Die Auftriebskraft in Flüssigkeiten

Während Steine im Wasser untergehen, schwimmt Holz auf. Fische hingegen schweben im Wasser. Eine Rolle spielt bei dieser Tatsache, neben der Gewichtskraft und der Tauchgewichtskraft, die sogenannte Auftriebskraft. Diese wiederum wird ihrerseits durch den Schweredruck in Flüssigkeiten hervorgerufen.

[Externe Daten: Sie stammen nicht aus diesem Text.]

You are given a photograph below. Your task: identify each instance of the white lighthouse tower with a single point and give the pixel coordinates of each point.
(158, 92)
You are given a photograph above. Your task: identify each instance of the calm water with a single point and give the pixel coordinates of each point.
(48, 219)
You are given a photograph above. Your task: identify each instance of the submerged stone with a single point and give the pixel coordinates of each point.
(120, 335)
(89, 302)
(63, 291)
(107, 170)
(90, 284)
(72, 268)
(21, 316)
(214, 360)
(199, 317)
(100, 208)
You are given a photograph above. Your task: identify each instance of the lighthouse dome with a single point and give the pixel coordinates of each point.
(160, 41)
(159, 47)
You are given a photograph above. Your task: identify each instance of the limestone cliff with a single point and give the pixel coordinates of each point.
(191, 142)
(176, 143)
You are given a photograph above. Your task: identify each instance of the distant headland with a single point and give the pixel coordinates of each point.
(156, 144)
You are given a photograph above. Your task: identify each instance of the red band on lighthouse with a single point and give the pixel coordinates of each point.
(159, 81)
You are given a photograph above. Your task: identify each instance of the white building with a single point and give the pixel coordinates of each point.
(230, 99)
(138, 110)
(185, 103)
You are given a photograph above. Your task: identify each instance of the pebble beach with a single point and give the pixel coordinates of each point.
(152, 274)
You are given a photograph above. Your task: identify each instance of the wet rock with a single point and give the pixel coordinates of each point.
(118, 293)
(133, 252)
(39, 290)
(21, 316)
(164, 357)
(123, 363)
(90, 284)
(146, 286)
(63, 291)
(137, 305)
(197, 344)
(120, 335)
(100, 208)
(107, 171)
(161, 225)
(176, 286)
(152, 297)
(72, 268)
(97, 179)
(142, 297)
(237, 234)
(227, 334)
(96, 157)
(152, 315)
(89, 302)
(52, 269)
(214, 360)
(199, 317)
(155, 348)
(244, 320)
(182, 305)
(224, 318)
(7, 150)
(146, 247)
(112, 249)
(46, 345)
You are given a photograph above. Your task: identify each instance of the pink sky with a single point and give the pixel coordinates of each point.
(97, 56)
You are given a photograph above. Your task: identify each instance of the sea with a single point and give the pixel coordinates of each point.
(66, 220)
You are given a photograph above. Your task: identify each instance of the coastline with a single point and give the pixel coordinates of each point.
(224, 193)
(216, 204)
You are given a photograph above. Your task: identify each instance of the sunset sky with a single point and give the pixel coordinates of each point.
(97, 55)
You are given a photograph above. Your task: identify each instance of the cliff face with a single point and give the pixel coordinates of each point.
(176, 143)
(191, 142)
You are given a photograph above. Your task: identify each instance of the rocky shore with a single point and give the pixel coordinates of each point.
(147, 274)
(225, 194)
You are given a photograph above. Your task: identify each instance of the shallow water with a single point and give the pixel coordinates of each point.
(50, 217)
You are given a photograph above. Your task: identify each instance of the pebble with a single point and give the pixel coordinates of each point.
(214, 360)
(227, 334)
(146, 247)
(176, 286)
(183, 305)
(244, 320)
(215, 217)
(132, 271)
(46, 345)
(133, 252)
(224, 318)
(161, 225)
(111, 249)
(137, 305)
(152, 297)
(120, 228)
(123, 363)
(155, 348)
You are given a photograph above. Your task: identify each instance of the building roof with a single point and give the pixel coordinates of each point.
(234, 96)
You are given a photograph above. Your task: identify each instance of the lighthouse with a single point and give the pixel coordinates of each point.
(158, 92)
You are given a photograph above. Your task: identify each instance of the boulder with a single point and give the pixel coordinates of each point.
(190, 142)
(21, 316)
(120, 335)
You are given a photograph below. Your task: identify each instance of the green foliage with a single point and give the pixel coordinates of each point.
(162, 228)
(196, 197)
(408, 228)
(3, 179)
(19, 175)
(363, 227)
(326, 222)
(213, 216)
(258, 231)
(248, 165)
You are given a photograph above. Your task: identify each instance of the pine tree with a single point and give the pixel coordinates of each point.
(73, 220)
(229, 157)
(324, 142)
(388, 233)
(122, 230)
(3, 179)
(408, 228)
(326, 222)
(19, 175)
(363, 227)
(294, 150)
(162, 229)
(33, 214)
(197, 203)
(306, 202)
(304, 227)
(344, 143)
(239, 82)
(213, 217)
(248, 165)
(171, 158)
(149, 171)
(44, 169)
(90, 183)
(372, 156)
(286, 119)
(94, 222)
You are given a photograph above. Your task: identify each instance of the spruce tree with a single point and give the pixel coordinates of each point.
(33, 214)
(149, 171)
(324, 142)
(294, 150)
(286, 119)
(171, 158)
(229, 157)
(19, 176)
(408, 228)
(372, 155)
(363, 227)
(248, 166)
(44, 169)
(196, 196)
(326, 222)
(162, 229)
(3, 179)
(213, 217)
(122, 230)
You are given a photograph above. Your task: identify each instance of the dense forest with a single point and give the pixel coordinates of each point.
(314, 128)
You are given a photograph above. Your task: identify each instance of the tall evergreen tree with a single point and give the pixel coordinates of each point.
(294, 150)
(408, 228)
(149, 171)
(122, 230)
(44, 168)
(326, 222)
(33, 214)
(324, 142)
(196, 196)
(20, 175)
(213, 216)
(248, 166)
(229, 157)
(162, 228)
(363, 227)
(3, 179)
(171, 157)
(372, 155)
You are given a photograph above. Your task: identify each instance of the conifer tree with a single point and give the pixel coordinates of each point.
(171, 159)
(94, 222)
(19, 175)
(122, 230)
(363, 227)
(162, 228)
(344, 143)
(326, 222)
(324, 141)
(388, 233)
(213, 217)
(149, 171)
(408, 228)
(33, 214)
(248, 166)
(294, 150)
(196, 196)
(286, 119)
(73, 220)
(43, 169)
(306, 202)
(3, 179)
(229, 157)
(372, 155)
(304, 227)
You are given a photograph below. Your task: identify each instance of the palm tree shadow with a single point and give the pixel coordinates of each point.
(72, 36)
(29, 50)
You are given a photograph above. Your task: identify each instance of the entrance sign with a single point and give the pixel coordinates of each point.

Da in jeder Flüssigkeit Schweredruck herrscht, der mit größerer Tiefe zunimmt, ist, wie man an folgender Zeichnung sehen kann, die Kraft F2, die auf die Unterfläche A2 eines in dieser Flüssigkeit befindlichen Körpers drückt, größer als die Kraft F1, die auf die Oberseite A1 drückt, da die Unterseite sich tiefer unter der Flüssigkeitsoberfläche befindet (h1 < h2).

Wenn man die von oben herunterdrückende Kraft F1 von der nach obern wirkenden Kraft F2 abzieht, erhält man die Kraft, die wirklich nach obern wirkt: Die Auftriebskraft:


FA = F2 – F1

Da diese Kräfte durch den Druck in der jeweiligen Tiefe verursacht werden, gilt für sie:

F1 = A1 * p1
F2 = A2 * p2

Da es sich bei p1 und p2 um Schweredrücke handelt gilt weiterhin:

p1 = γ Fl * h1
p2 = γ Fl> * h2

Dabei handelt es sich bei γ Fl um die Wichte der Flüssigkeit, die dem Produkt der Dichte und der Fallbeschleunigung entspricht (γ Fl = ρ Fl * g).
Um die Rechnung zu vereinfachen geben wir dem Körper eine Quaderform, so dass gilt:

A = A1 = A2

Wenn man diese Formeln ineinander einsetzt erhält man für die Auftriebskraft:

FA = A * (h2 – h1) * γ Fl

Da es sich ja bei unserem körper um eine Quader handelt gilt nun:

V = A * (h2 – h1)

Als Endergebnis erhält man dann:

FA = ρFl * g * V
g = 9,81 m/s^2
FA = γFl * V

Dabei sind ρFl und γFl die Dichte bzw. Wichte der Flüssigkeit, V das Volumen des in der Flüssigkeit befindlichen Körpers. Die Masse oder die Dichte des Körpers spielen für die Auftriebskraft keinerlei Rolle. Obwohl in unserer Rechnung nur ein quaderförmiger Körper angenommen wurde, gilt diese Formel für Körper jeder Form, die in eine Flüssigkeit eingetaucht werden.

Die oben erhaltene Formel fand bereits 250 v. Chr. der grichische Naturforscher Archimedes von Syrakus und formulierte sie im Gesetz von Archimedes folgendermaßen:

Gesetz von Archimedes:

Der Auftrieb, den ein ganz oder teilweise in eine Flüssigkeit getauchter Körper erfährt, ist eine Kraft, die der Gewichtskraft entgegenwirkt, un deren Betrag gleich dem Betrag der Gewichtskraft der von dem Körper verdrängten Flüssigkeitsmenge ist.

Dies gibt auch usere Formel wieder, da ρFl * g * V ja genau der Gewichtskraft der verdrängten Flüssigkeit entspricht.

Daraus folgt, dass alle Körper Auftrieb in Flüssigkeiten erhalten. Dies steht aber nicht im Widerspruch dazu, dass mache untergehen, andere nicht, denn der Auftriebskraft FA steht immer auch die Gewichtskraft FG entgegen. Erst die aus beiden resultierende Tauchgewichtskraft entscheidet über Schwimmen oder Untergehen eines Körpers in der Flüssigkeit.